翠清山と比べれば遥かにましなレベルとはいえ、人間に二面性があるように森の裏の顔が少しずつ表れていく。
ここは人が暮らす場所ではない。立ち去れ。
そう言われているようで緊張感で胸がぎゅっと締め付けられる。
その時。
後方からガサガサという音が響いた。
ぱっと振り向くが、茂みからは何の反応もない。
「ふー、驚かせやがって」
ディノは安堵して緊張の糸を解く。
が、風もないところで茂みが勝手に揺れるわけもない。
「ディノ、下がって!」
咄嗟に危険を察知したファビオが、矢を茂みに撃ち込む。
矢は音もなく突き進み、その先にいた何かに突き刺さった。
直後、『ソレ』が茂みから立ち上がる。
「ゴフーッ! フーー!」
全長五メートルの身体に鋭い牙と爪を持ち、長毛犬のごとき黒くて長い体毛は常に湿っていてべちょべちょ。
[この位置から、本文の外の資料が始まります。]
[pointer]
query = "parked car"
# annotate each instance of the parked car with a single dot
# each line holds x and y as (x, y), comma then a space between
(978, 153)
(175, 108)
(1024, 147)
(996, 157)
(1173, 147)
血走った目は今に始まったことではなく、何かしら動くものを見つけたら攻撃せずにはいられない狂暴な性格。
ファビオの矢は肩口にまでずっぷりと突き刺さっているが、血は出ていない。その肉厚な脂肪と筋肉によって防がれてしまっていた。
「熊…いや、ヒグマ!?」
立ち上がった魔獣の大きさに驚き、ファビオも一歩退く。
その姿は熊の中でもより狂暴なヒグマに酷似しており、圧倒的な質量は子供から見ればまるで巨大な岩石に見えた。
「ヤバい! 『ハーデン・ベア〈湿毛羆〉』だ!」
「なんですそれ!」
「森で一番出会っちゃいけないやつだよ! 父さんから聞いたんだ! 手当たり次第に襲う森の暴れん坊だって!」
「そういうのがいるなら最初から教えてください!」
「村の常識だぞ!」
その常識を知らないファビオからすれば、ヒグマとの遭遇は肝を冷やすものだった。
唯一の幸いとして、この魔獣は翠清山にいた根絶級の『レザダッガ・ベア〈人喰地猟穴熊〉』や『グスマータ・デビル〈岩掘悪熊〉』とは違い、階級的には一つ低い第五級の抹殺級であることだ。
ただし、その評価は単独で動くゆえに低いだけで、個の能力はそれに準ずる化け物である。
少なくとも武人ではない両名が簡単に太刀打ちできる相手ではない。